“Yes, there’s that,” said Robert Nolan with a sigh, finally speaking up. “But for now, deployment of the probes will take place successfully. We’ll have to check for the leak, and I initiated a careful search as soon as we received news of the attack.”

Richard turned back toward the screen. “Computer,” he said. “Give me a tie-in to the master control aboard the Tempest.” The screen showed a scene in space.

“There is a delay, of course, but the feed is continuous. Deployment of the probes is taking place about now, but we won’t see the results for about ten minutes.” Time passed.

“Coming up on the time now,” announced Richard a little later, breaking into the light conversation that was going on around the table. All heads turned toward the screen.

“This is a map of the expanse of the site of the deployment. This is not the actual scene, of course; it is a computer enhancement, programmed to show us what is actually happening.”

From twelve sites at once, scattered about evenly throughout the area, small points began to glow.
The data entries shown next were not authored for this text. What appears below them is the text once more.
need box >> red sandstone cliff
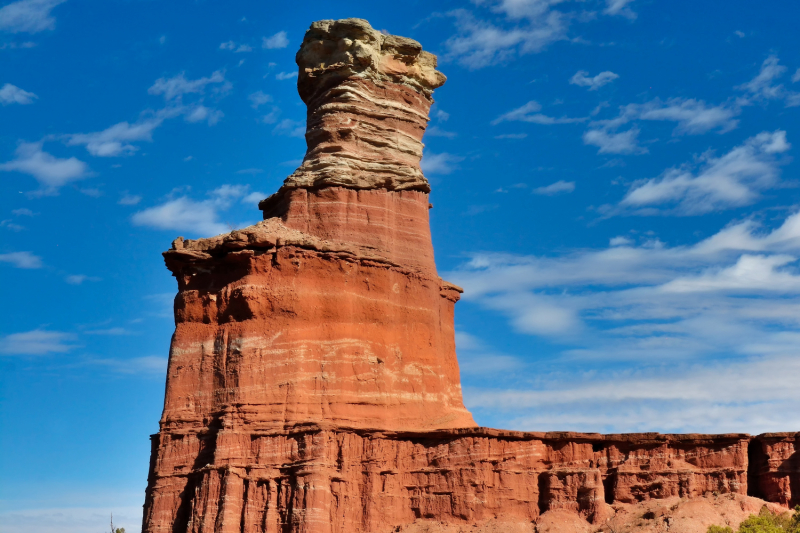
[143,19,800,533]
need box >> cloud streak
[620,130,791,215]
[0,0,66,33]
[0,83,39,106]
[0,142,89,195]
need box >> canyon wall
[143,19,800,533]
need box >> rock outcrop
[143,19,800,533]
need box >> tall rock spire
[142,19,800,533]
[154,19,475,442]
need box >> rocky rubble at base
[394,493,786,533]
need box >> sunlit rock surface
[143,19,800,533]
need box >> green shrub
[706,505,800,533]
[706,526,733,533]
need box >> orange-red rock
[143,19,800,533]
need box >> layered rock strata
[143,19,800,533]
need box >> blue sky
[0,0,800,533]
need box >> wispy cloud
[569,70,619,91]
[117,191,142,205]
[64,274,100,285]
[492,100,587,126]
[272,118,306,137]
[532,180,575,196]
[67,117,163,157]
[603,0,636,20]
[583,127,647,154]
[0,252,43,268]
[219,41,253,54]
[447,208,800,370]
[590,98,741,135]
[445,7,568,69]
[147,70,225,101]
[65,70,229,157]
[261,31,289,50]
[0,329,75,355]
[0,142,89,194]
[420,151,464,175]
[425,125,458,139]
[464,350,800,434]
[736,54,800,107]
[85,354,167,376]
[0,0,66,33]
[620,130,791,215]
[131,185,256,236]
[247,91,272,109]
[0,83,39,105]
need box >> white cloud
[737,55,786,100]
[445,7,568,69]
[219,41,253,53]
[147,70,225,102]
[533,180,575,196]
[626,98,740,135]
[272,117,306,137]
[464,351,800,434]
[603,0,636,20]
[247,91,272,109]
[446,208,800,378]
[0,248,42,268]
[117,192,142,205]
[0,0,66,33]
[131,185,255,236]
[569,70,619,91]
[0,142,88,194]
[583,127,647,154]
[608,235,633,246]
[492,100,586,126]
[620,130,790,215]
[67,117,163,157]
[425,126,458,139]
[236,168,264,175]
[184,105,225,126]
[64,274,100,285]
[661,254,800,293]
[261,31,289,50]
[0,83,39,105]
[590,98,741,135]
[736,54,800,107]
[420,151,464,175]
[0,329,75,355]
[86,356,167,372]
[242,191,269,205]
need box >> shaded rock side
[145,423,797,533]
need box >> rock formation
[143,19,800,533]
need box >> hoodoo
[143,19,800,533]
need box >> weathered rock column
[144,19,475,533]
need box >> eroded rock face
[143,19,800,533]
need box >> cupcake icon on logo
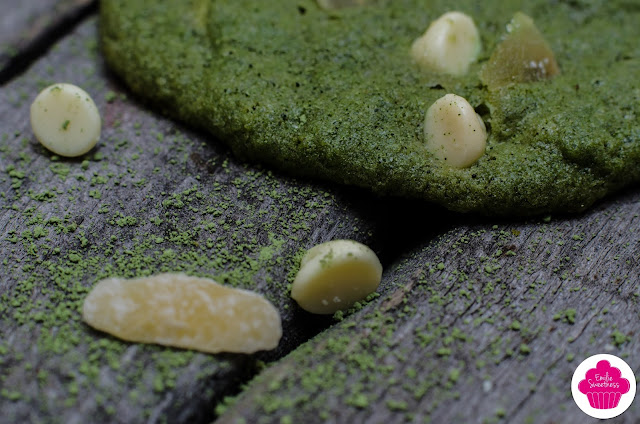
[578,360,631,409]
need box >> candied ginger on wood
[82,274,282,353]
[480,12,560,90]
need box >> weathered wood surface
[0,0,98,84]
[0,19,380,423]
[0,2,640,423]
[218,190,640,423]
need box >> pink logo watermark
[578,359,631,409]
[571,354,636,419]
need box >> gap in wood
[0,0,98,86]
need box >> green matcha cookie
[101,0,640,215]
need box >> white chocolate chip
[31,83,102,157]
[424,94,487,168]
[411,12,481,76]
[291,240,382,314]
[82,274,282,353]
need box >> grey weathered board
[0,14,380,423]
[0,1,640,423]
[219,190,640,423]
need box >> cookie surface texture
[101,0,640,215]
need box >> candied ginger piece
[480,12,560,90]
[82,274,282,353]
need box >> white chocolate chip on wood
[411,12,481,76]
[82,274,282,353]
[31,83,102,157]
[424,94,487,168]
[291,240,382,314]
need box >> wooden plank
[0,19,380,423]
[218,189,640,423]
[0,0,98,84]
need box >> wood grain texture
[0,0,98,84]
[0,2,640,423]
[0,19,380,423]
[217,190,640,423]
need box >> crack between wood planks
[0,0,98,87]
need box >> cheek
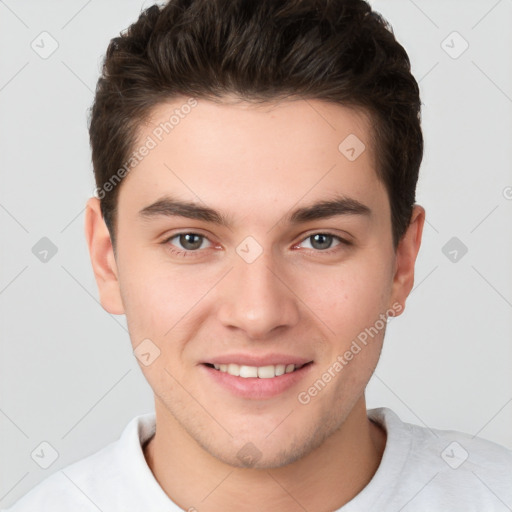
[302,258,392,341]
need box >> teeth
[213,363,296,379]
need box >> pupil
[312,233,332,249]
[180,233,201,249]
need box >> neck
[144,396,386,512]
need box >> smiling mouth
[204,361,313,379]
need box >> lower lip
[200,363,313,400]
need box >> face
[87,95,421,468]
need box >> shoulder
[5,414,158,512]
[369,408,512,511]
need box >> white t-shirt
[6,407,512,512]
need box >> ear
[85,197,124,315]
[391,205,425,314]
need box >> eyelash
[162,231,353,258]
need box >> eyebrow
[139,195,372,227]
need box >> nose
[217,248,299,340]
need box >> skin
[85,97,425,512]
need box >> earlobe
[85,197,124,315]
[392,205,425,314]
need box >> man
[5,0,512,512]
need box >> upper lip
[204,354,312,367]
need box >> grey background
[0,0,512,507]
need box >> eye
[163,233,209,256]
[298,233,351,253]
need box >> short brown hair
[89,0,423,247]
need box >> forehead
[119,98,386,222]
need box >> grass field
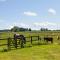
[0,44,60,60]
[0,32,60,60]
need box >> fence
[0,36,41,50]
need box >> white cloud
[0,0,6,2]
[33,22,57,30]
[48,8,56,15]
[8,22,30,29]
[34,22,56,26]
[24,11,37,16]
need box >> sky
[0,0,60,30]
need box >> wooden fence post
[7,37,11,50]
[31,36,32,44]
[14,38,17,49]
[38,36,39,44]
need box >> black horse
[14,34,26,47]
[44,37,53,43]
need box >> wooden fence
[0,36,41,50]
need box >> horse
[44,37,53,43]
[14,34,26,47]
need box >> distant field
[0,44,60,60]
[0,31,60,60]
[0,31,60,50]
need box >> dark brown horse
[14,34,26,44]
[44,37,53,43]
[14,34,26,47]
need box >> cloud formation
[0,0,6,2]
[48,8,56,15]
[24,11,37,16]
[33,22,57,30]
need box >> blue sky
[0,0,60,30]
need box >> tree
[40,28,48,31]
[29,28,31,31]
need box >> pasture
[0,31,60,60]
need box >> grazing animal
[44,37,53,43]
[14,34,26,47]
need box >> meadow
[0,31,60,60]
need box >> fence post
[31,36,32,44]
[7,37,11,50]
[14,38,17,49]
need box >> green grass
[0,31,60,60]
[0,44,60,60]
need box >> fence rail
[0,36,54,50]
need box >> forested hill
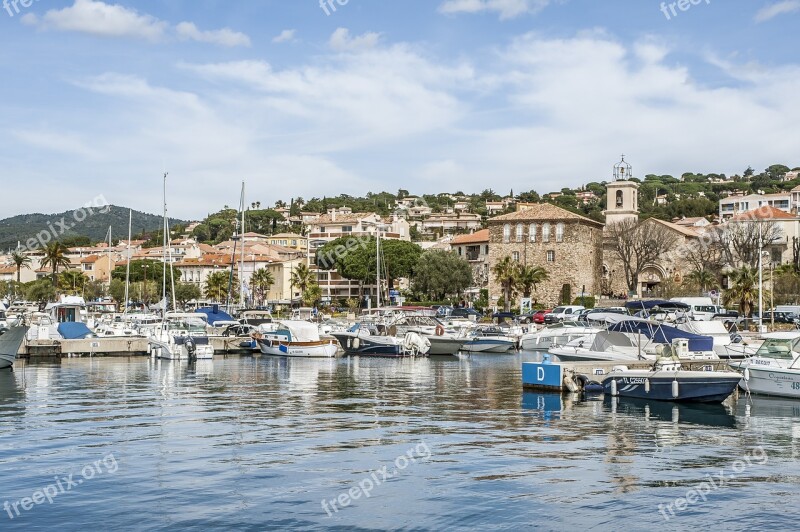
[0,205,185,251]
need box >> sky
[0,0,800,219]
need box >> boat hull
[739,366,800,399]
[602,371,741,403]
[258,339,339,358]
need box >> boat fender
[564,375,580,393]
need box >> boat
[462,326,517,353]
[549,318,719,362]
[601,357,742,403]
[0,327,28,369]
[147,312,214,360]
[253,320,339,358]
[331,324,431,357]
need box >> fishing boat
[462,326,517,353]
[331,324,431,357]
[0,327,28,369]
[253,320,339,358]
[147,312,214,360]
[601,357,742,403]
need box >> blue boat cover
[58,322,94,340]
[608,320,714,351]
[625,299,691,310]
[195,305,236,327]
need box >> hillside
[0,205,185,251]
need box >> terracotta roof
[731,205,797,222]
[450,229,489,246]
[489,203,603,227]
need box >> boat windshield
[755,338,800,360]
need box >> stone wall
[489,220,603,308]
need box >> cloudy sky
[0,0,800,218]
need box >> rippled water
[0,355,800,530]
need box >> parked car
[544,305,586,324]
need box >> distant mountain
[0,205,186,251]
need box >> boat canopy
[195,305,236,327]
[608,320,714,351]
[625,299,691,310]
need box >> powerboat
[253,320,339,358]
[0,327,28,369]
[601,357,741,403]
[147,312,214,360]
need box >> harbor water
[0,354,800,531]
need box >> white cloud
[24,0,168,41]
[756,0,800,22]
[272,30,297,43]
[328,28,381,52]
[439,0,551,20]
[175,22,250,47]
[22,0,250,46]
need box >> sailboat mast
[122,209,133,316]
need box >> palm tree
[11,251,31,283]
[250,268,275,305]
[42,242,69,286]
[492,256,519,312]
[516,266,550,298]
[205,271,230,302]
[724,266,769,317]
[686,269,717,293]
[289,263,314,297]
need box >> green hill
[0,205,186,251]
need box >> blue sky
[0,0,800,218]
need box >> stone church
[488,156,701,307]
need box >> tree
[41,242,69,287]
[11,251,31,283]
[250,268,275,305]
[175,283,203,308]
[606,219,678,293]
[289,263,315,297]
[723,266,769,317]
[205,271,230,302]
[515,266,550,298]
[412,250,472,301]
[492,256,519,312]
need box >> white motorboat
[148,312,214,360]
[254,320,339,358]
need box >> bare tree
[722,220,783,268]
[606,219,678,292]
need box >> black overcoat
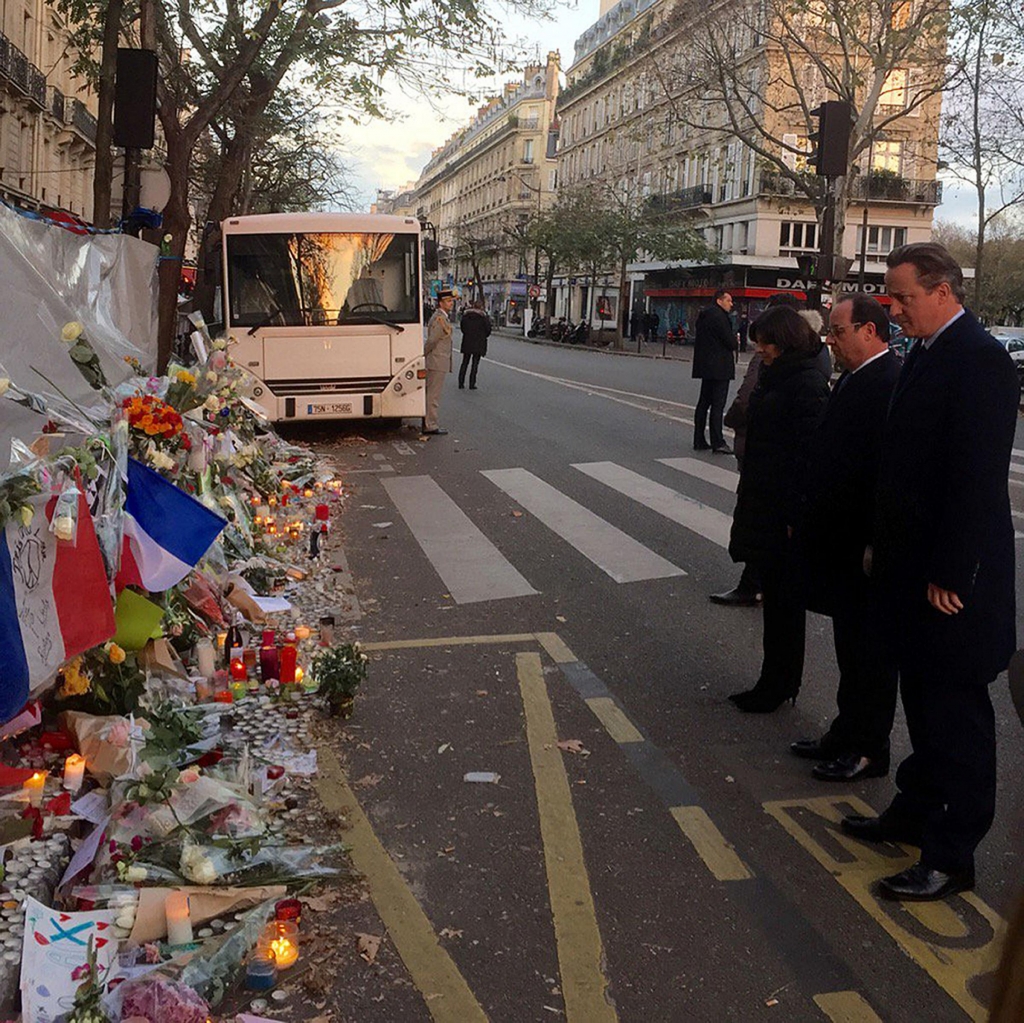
[799,351,900,614]
[871,312,1020,684]
[693,302,739,380]
[459,309,490,355]
[729,351,828,563]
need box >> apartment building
[0,0,96,221]
[416,51,560,324]
[558,0,941,330]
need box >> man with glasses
[790,295,900,781]
[843,242,1020,901]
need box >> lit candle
[269,920,299,970]
[164,892,193,945]
[25,771,46,806]
[196,633,216,678]
[65,753,85,793]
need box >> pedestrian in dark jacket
[693,288,739,455]
[459,299,490,391]
[790,295,900,781]
[729,306,828,714]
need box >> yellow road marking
[316,747,487,1023]
[814,991,882,1023]
[537,632,578,665]
[515,653,618,1023]
[669,806,753,881]
[764,796,1005,1023]
[587,696,643,743]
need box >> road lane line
[764,796,1006,1023]
[657,458,739,494]
[482,469,686,583]
[572,462,732,550]
[669,806,753,881]
[814,991,882,1023]
[515,653,618,1023]
[314,745,487,1023]
[586,696,644,745]
[381,476,537,604]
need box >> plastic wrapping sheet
[0,203,158,468]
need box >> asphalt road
[292,338,1024,1023]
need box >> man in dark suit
[790,295,900,781]
[843,243,1020,900]
[693,288,738,455]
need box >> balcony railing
[0,34,46,110]
[71,99,96,142]
[761,171,942,206]
[647,184,715,213]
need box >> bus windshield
[227,232,420,327]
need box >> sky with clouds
[340,0,976,226]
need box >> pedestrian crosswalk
[381,458,1024,604]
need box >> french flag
[0,495,115,721]
[117,458,227,593]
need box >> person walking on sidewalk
[693,288,738,455]
[459,299,490,391]
[729,305,828,714]
[790,295,900,781]
[423,289,455,434]
[842,242,1020,901]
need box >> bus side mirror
[423,238,439,273]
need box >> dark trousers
[885,671,995,873]
[459,351,480,387]
[828,594,898,757]
[757,554,807,695]
[693,380,729,447]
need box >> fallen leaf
[355,934,381,963]
[558,739,590,757]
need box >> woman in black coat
[729,306,828,714]
[459,299,490,391]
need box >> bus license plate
[306,401,352,416]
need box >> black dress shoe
[879,863,974,902]
[811,753,889,781]
[729,683,797,714]
[840,813,921,846]
[708,586,761,607]
[790,733,841,760]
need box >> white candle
[196,639,217,678]
[164,892,191,945]
[65,753,85,793]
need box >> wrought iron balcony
[647,184,715,213]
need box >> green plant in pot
[311,643,370,718]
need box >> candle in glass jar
[164,892,193,945]
[63,753,85,793]
[25,771,46,806]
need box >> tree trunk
[92,0,124,227]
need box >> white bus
[220,213,426,422]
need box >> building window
[857,224,906,256]
[778,220,818,256]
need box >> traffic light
[811,99,853,177]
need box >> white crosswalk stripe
[657,458,739,494]
[483,469,686,583]
[381,476,537,604]
[573,462,732,549]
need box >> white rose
[60,319,85,344]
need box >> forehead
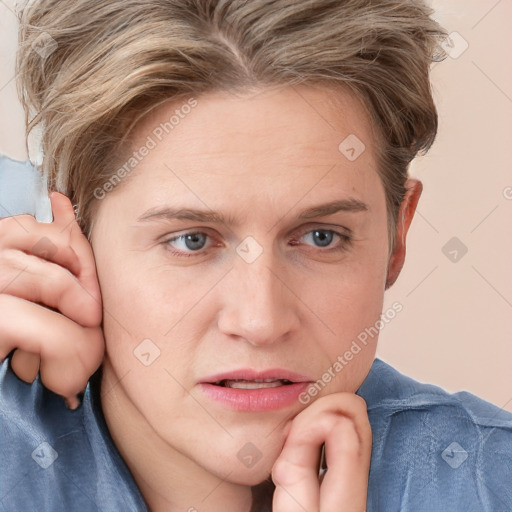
[131,85,374,166]
[114,86,379,213]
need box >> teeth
[221,379,290,389]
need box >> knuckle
[272,459,308,487]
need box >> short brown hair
[17,0,446,249]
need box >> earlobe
[385,178,423,290]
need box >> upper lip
[201,368,311,383]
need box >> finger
[0,295,104,397]
[272,393,371,512]
[0,251,101,327]
[0,216,80,276]
[11,349,41,384]
[320,417,371,512]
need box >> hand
[0,192,104,408]
[272,392,372,512]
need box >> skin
[0,82,421,512]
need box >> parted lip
[200,368,312,384]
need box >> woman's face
[91,87,388,485]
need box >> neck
[101,357,252,512]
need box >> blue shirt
[0,157,512,512]
[0,357,512,512]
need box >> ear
[385,178,423,290]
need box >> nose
[218,246,300,345]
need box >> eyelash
[162,228,352,258]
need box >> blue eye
[165,233,208,256]
[304,229,340,247]
[163,229,351,257]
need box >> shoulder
[357,359,512,511]
[0,357,147,511]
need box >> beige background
[0,0,512,411]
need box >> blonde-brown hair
[17,0,446,249]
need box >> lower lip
[201,382,309,412]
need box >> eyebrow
[137,198,369,226]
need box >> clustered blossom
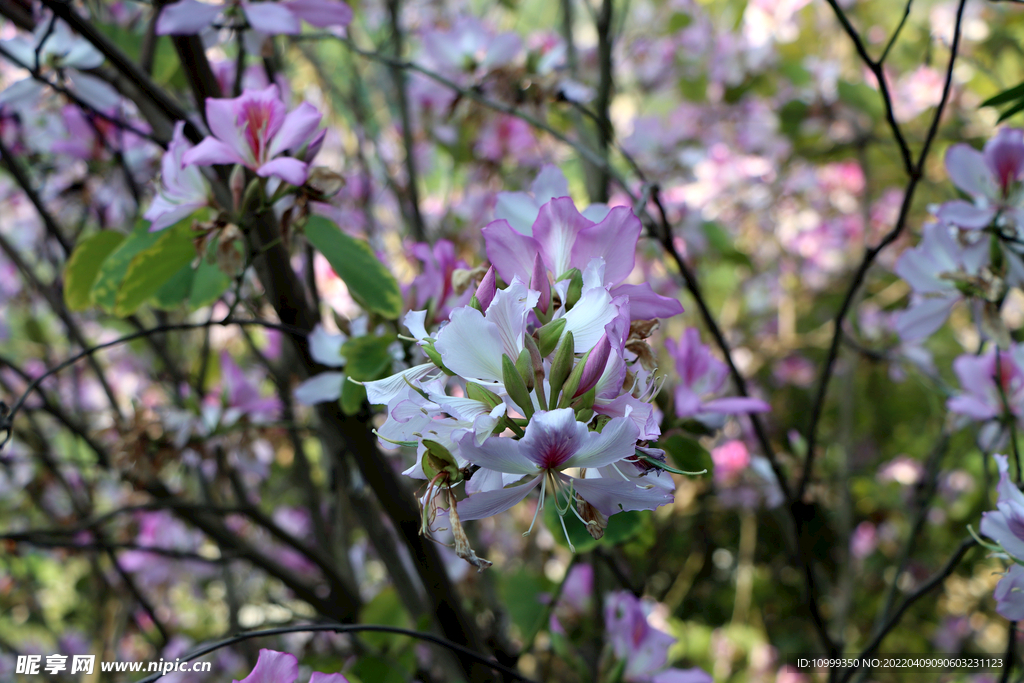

The points marked the locations of the SE freighters that had carried the real probes. Simultaneously from every point emerged a starburst of lines, each one a fine, golden strand of light.

“Dr. Hoshino’s design propels each probe at about one-twentieth the speed of light. Complete deployment should take about an hour and a half.”

The men waited nervously. Some browsed Richard’s books and others peered through his small telescope at the moonscape. Occasionally two or three would come together for quiet discussion.

On the screen, the golden lines gradually lengthened. From time to time one would burst into a flower of lines like summer fireworks, and then later each of those lines extended and burst again.

When deployment was complete, the entire screen was filled with a complex pattern of golden points, like dawn-illuminated mist hanging in a huge spider’s web.